Parsing XML with XmlTextReader

Let’s start by looking at how you can parse XML with the XmlTextReader class. XmlTextReader provides you with a way to parse XML data that minimizes resource usage by reading forward through the document, recognizing elements as it reads. Very little data is cached in memory, but the forward-only style has two main consequences. The first is that it isn’t possible to go back to an earlier point in the file without starting to read from the top again. The second consequence is slightly more subtle: elements are read and presented to you one by one, with no context. So, if you need to keep track of where an element occurs within the document structure, you’ll need to do it yourself. If either of these consequences sound like limitations to you, you might need to use the XmlDocument class, which is discussed in the “Using XmlDocument” section later in this chapter.

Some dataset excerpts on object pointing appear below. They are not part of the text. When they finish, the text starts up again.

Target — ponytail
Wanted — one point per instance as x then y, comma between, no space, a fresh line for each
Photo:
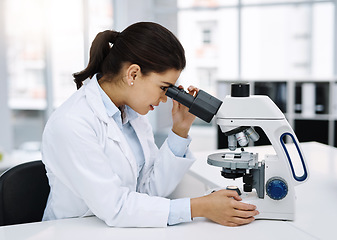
149,45
100,48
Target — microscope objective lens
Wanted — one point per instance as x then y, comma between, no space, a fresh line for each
232,143
242,139
252,134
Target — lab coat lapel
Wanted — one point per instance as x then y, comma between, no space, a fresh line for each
138,126
113,132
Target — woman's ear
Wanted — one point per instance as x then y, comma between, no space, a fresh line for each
131,73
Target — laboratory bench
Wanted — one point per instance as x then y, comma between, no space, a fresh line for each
315,216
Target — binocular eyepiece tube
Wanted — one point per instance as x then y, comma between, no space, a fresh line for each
203,105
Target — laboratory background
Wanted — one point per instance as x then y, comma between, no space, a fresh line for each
286,49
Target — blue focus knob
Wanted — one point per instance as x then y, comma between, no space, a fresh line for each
277,188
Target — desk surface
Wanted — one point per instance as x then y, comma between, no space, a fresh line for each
316,211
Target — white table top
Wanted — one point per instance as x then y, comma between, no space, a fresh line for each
316,211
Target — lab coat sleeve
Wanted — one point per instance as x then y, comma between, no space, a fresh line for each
71,150
167,170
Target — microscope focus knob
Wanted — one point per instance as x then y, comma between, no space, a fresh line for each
276,188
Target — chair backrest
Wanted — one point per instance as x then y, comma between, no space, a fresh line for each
24,191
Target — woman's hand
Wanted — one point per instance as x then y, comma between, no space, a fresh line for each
223,207
182,119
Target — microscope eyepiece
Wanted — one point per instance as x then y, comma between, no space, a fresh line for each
203,105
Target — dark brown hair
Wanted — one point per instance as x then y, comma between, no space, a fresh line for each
153,47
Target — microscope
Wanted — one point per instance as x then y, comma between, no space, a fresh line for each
268,181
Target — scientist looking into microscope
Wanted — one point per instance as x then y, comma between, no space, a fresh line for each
99,149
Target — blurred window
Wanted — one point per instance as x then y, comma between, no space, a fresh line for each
47,42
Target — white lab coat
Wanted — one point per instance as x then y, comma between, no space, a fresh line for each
92,170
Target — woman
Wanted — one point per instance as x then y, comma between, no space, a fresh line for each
99,150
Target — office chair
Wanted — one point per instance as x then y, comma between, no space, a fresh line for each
24,191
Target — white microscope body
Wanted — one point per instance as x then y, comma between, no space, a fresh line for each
269,181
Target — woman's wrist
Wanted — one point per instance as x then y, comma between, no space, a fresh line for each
197,207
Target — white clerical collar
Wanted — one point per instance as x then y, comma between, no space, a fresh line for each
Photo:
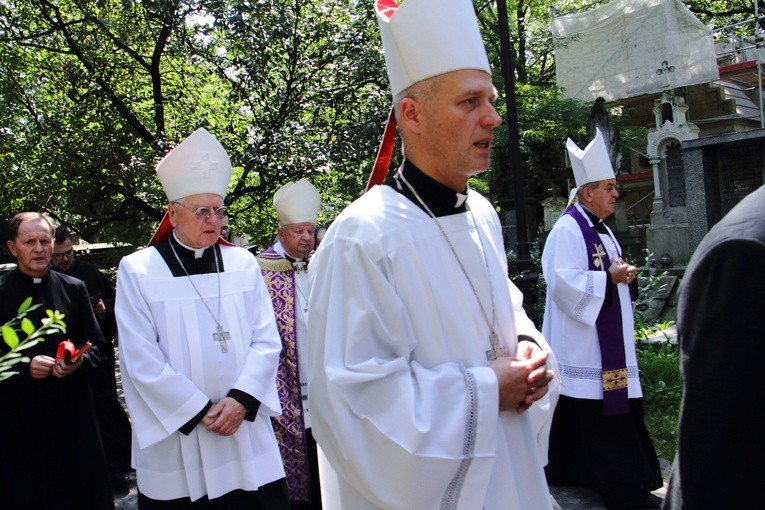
461,197
198,252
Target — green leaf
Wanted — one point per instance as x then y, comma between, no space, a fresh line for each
10,337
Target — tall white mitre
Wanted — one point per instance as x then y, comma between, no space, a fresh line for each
425,38
297,202
198,165
590,164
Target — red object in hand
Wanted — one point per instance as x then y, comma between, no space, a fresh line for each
69,353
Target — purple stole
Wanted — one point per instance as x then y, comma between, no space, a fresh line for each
289,427
608,324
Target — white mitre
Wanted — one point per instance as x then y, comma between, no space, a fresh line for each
591,164
297,202
198,165
425,38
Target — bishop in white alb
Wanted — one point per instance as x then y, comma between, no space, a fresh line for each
404,403
172,367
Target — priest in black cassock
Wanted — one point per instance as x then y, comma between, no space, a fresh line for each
112,418
50,450
199,350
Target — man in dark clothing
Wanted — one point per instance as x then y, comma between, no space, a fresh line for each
719,317
50,452
112,418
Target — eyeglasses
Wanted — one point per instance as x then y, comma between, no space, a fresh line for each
204,213
68,254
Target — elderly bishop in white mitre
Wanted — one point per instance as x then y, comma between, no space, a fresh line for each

XmlTextReader uses a pull model, which means that you call a function to get the next node when you’re ready. This model is in contrast to the widely used SAX (Simple API for XML) API, which uses a push model, meaning that it fires events at callback functions that you provide. The following tables list the main properties and methods of the XmlTextReader class.

Property	Description
AttributeCount	Returns the number of attributes on the current node
Depth	Returns the depth of the current node in the tree
Encoding	Returns the character encoding of the document
EOF	Returns true if the reader is at the end of the stream
HasValue	Returns true if the current node can have a value
IsEmptyElement	Returns true if the current element has no value
Item	Gets the value of an attribute
LineNumber	Returns the current line number
LinePosition	Returns the character position within the current line
LocalName	Returns the name of the current element without a namespace prefix
Name	Returns the full name of the current element
Namespaces	Determines whether the parser should use namespaces
NamespaceURI	Gets the namespace URI for the current node
NodeType	Gets the type of the current node
Prefix	Returns the current namespace prefix
ReadState	Returns the state of the reader (for example, closed, at the end of the file, or still reading)
Value	Gets the value for the current node
XmlLang	Gets the current xml:lang scope

Method	Description
Close	Changes the state of the reader to Closed, and closes the underlying stream.
GetAttribute	Gets the value of an attribute.
IsStartElement	Returns true if the current node is a start tag.
MoveToAttribute	Moves to the attribute with a specified index or name.
MoveToContent	Moves to the next content node. This method will skip over non-content nodes, such as those of type ProcessingInstruction, DocumentType, Comment, Whitespace, or SignificantWhitespace.
MoveToElement	Moves to the element that contains the current attribute.
MoveToFirstAttribute, MoveToNextAttribute	Iterates over the attributes for an element.
Read	Reads the next node from the stream.
ReadAttributeValue	Processes attribute values that contain entities.
ReadBase64, ReadBinHex	Reads content encoded as Base64 or BinHex (binary to hexadecimal).
ReadChars	Reads character content.
ReadString	Reads the content of an element or a text node as a string.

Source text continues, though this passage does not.